George Weller plans to support the new Parti canadien du Québec, which brings together “serious, established and responsible citizens […] deeply committed to the defense […] equality of official languages in Canada”. He prefers the new political formation led by jurist Colin Standish to Dominique Anglade’s PLQ, because “the Liberals have not been as diligent” in defending the rights of English-speaking Quebecers over the past four years.
According to him, Quebecers should be inspired by New Brunswickers who have embraced bilingualism. “It would be so simple,” he said.
Kim Prangley nods. The new receptionist at the Colby-Curtis museum finds that the PL 96 misses the mark by betting on the stick rather than the carrot to strengthen the presence of the French language in Quebec. “If you want to encourage ways to teach people a new language, there are ways to do that that don’t feel like punishment. You have to have fun,” she says, her hands resting on a green satchel bearing the inscription “Procedure for welcoming visitors”.

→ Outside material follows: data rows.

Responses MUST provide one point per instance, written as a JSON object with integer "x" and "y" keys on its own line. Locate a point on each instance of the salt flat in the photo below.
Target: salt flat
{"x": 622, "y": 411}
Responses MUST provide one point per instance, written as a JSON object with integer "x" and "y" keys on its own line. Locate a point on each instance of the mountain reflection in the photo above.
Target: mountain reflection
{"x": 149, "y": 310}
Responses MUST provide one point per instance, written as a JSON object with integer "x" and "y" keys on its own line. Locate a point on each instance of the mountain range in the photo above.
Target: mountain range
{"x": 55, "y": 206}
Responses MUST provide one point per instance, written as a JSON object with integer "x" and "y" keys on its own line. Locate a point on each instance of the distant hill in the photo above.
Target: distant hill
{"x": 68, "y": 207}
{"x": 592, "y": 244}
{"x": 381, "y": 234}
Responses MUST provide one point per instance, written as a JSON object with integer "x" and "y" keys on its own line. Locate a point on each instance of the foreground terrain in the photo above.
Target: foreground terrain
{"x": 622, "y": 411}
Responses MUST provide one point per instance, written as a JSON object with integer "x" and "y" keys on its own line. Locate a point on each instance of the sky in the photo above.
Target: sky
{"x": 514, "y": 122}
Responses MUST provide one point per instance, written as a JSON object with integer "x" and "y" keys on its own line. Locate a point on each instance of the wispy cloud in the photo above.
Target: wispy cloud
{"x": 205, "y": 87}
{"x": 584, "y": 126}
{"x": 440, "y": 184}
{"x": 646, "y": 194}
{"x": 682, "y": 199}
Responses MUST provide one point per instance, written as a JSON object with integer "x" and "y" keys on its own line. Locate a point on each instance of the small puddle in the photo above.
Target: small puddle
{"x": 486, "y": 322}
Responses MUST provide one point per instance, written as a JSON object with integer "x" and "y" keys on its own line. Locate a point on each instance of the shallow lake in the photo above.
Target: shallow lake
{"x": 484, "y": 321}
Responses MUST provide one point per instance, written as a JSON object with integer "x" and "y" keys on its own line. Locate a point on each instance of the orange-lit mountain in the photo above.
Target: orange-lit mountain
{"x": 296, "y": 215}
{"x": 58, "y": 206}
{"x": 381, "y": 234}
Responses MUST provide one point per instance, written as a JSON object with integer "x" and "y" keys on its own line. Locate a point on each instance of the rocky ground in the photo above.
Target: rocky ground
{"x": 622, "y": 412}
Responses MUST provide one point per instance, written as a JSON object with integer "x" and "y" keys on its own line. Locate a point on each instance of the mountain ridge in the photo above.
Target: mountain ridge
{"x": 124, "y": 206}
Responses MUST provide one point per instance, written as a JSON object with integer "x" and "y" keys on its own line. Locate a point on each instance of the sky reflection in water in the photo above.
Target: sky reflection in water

She grew up on both sides of the border before the language became a “sensitive” subject, she says, while specifying “to speak French better after a bottle of wine”. “I always thought we got along well here. I know there are people in the community who are staunchly anti-Anglophones. It’s a shame. The language you speak shouldn’t matter. We are all human beings. »
Kim Prangley finds that the “scariest part of ’96’ is not having access to medical care in English”. “If it results in someone’s death because they don’t understand a word that changes the meaning of a sentence, that would be shameful,” she says from across the counter.
Naomie Dana, that The duty crossed outside the Haskell Library and Opera House, which sits on the Canada-US border, points out that PL 96 puts “even more pressure to learn French,” including in the “bilingual village” that Stanstead has always been. “It’s like a screw around the neck, which tightens even more,” says the child of an American father and an Ontario mother who studied in French.
Today, Naomie Dana teaches French.
Aboard the CAQ campaign bus
Since the beginning of the campaign, François Legault has been asking English-speaking voters to evaluate the CAQ in the light not only of its linguistic record, but also of its economic plan… while repeating that PL 96 has no repercussions on the providing health care in English to English-speaking Quebecers. However, he refrained from repeating the call to swell the ranks of the CAQ that he had launched to Anglophones by means of a “ Join us! felt good four years ago.
Mid-campaign, the CAQ dominates in the ridings of Brome-Missisquoi and Orford, with 44% and 45% of voting intentions respectively, according to the statistical model of the Qc125 electoral projection site.
“My little vote won’t change anything,” Lisa repeats before rushing to the community mailboxes. For her, there is nothing she can do, “Legault” will pass like a letter in the mail on October 3.